CNN reported Tenn Denschuss included a voice-over segment in his piece today on the anticipated protest this coming Saturday night, stating, “American viewers might wonder how this network can refer to this ongoing series of demonstrations as ‘mostly peaceful’ when we do not stand in front of burning buildings or cars when using the term,” he acknowledged. “It is one of the strange features of the Middle East, where assumptions and vocabulary that describe the western model of behavior do not apply as automatically or broadly to the local context.”

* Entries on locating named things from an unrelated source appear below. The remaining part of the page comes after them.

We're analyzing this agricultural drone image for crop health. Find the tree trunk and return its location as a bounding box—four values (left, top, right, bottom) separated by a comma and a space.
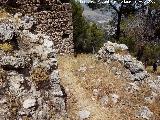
116, 12, 122, 41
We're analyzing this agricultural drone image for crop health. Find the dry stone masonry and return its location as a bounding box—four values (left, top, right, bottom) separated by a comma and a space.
97, 41, 149, 81
0, 12, 67, 120
0, 0, 73, 53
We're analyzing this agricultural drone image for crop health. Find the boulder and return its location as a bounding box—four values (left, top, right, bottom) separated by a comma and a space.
79, 110, 90, 120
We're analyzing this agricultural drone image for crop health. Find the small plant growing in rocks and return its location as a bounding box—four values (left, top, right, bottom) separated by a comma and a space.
31, 67, 49, 89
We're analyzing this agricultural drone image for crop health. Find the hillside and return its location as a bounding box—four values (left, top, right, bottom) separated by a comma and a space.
58, 41, 160, 120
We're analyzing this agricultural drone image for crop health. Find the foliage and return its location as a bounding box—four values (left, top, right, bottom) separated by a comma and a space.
0, 43, 13, 52
71, 0, 104, 53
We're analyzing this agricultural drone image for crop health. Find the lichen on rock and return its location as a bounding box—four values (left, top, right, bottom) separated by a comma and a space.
0, 11, 66, 120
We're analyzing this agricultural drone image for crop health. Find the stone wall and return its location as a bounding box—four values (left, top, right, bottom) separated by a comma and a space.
0, 11, 67, 120
0, 0, 73, 53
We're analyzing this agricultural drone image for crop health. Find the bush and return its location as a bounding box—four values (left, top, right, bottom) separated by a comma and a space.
0, 43, 13, 52
70, 0, 104, 53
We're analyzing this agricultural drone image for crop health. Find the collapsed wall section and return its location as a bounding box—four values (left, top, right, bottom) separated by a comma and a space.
0, 0, 73, 53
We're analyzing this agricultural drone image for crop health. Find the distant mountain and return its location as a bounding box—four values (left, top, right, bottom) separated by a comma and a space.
81, 3, 114, 35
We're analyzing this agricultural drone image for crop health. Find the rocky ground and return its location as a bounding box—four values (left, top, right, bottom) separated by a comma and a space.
58, 42, 160, 120
0, 11, 67, 120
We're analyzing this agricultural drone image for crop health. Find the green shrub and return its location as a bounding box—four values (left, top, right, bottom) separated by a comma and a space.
70, 0, 104, 53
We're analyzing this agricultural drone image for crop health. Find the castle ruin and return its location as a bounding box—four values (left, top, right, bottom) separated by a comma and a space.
0, 0, 74, 53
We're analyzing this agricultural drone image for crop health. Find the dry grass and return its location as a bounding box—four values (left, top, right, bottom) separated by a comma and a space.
58, 55, 160, 120
0, 8, 10, 19
146, 66, 160, 75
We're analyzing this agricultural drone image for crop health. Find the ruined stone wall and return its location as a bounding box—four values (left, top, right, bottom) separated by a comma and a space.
0, 0, 73, 53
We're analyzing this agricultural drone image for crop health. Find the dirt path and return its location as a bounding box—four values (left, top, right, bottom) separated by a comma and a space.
58, 56, 121, 120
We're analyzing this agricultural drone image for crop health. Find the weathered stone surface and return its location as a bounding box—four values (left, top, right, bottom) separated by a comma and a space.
136, 106, 153, 120
0, 20, 15, 42
79, 110, 90, 120
0, 14, 67, 120
0, 0, 74, 53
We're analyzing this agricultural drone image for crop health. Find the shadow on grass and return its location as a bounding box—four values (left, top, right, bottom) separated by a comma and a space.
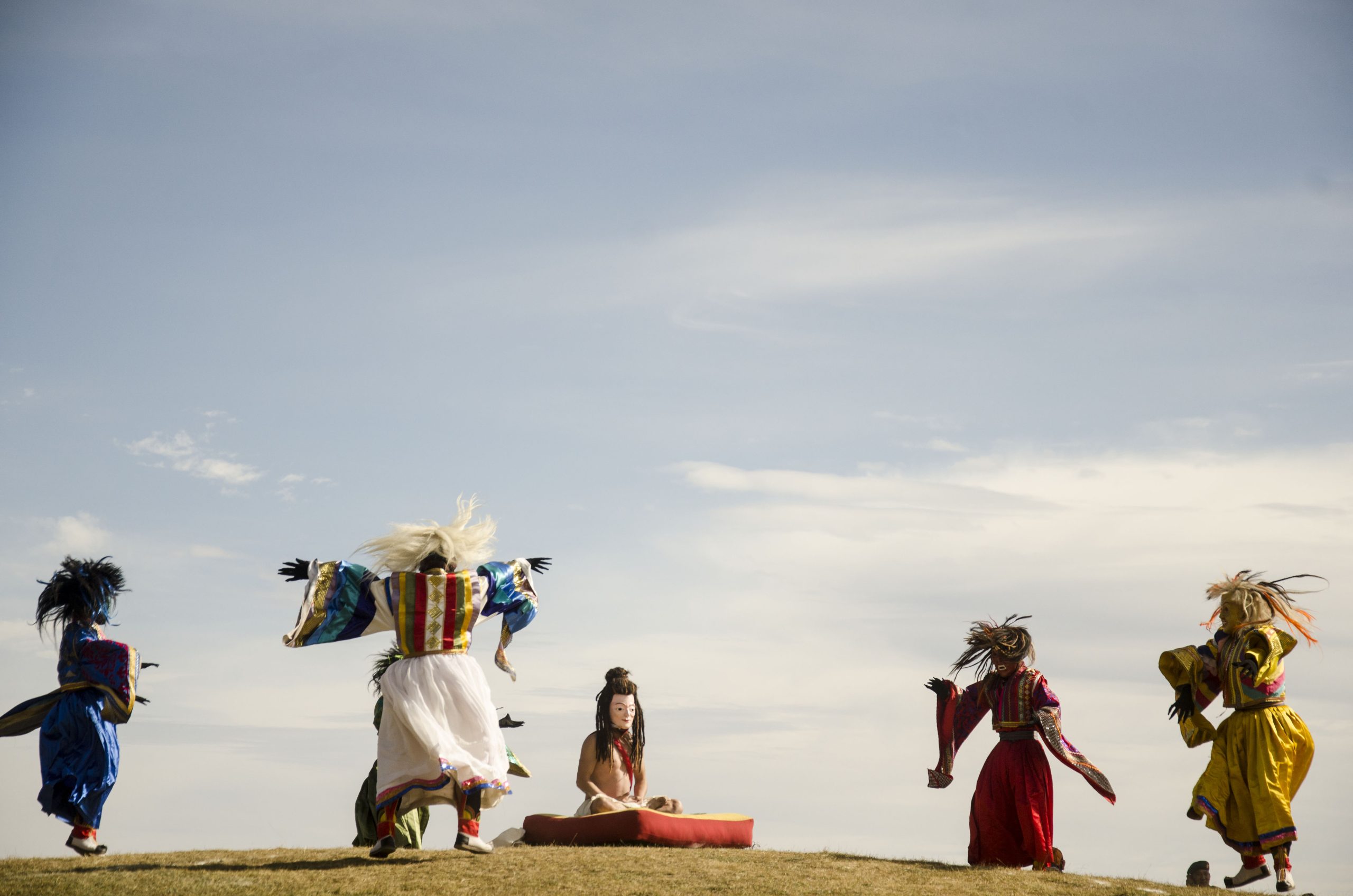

New York Times journalist Tokken Djiu noted that his experience jived with his CNN colleague’s. “I seldom have trouble zeroing in on the Palestine-flag-toting fringe at any public event,” he observed. “This past week there must have been close to a hundred thousand protesters in Tel Aviv alone. Probably a handful of them were trying to make it about Palestine. But it’s my duty as a New York Times correspondent to support the Palestine-central narrative, so I find them. Not so for the arson and looting, which you’d think would be easier to find – but I can’t. I know it has to be there, somewhere, because that’s what a peaceful protest is. Antifa and our coverage of American protests over the last several years have taught us that. Maybe this coming Saturday night I’ll succeed in locating some.”
Prime Minister Binyamin Netanyahu and his coalition partners have vowed to overhaul the court system to inject more responsiveness to the will of the people in the judicial selection process. His opponents worry that he is attempting to compromise judicial independence. Neither side in the debate accepts the other’s underlying assumptions regarding the very definition of democracy, and therefore of the function of the institutions entrusted to safeguard it; each accuses the other of placing democracy under the control of an undemocratic few. The demonstrations against the move have featured no violence of note, also placing Western journalists in the unfamiliar position of not feeling compelled to ignore or justify violence against Israelis.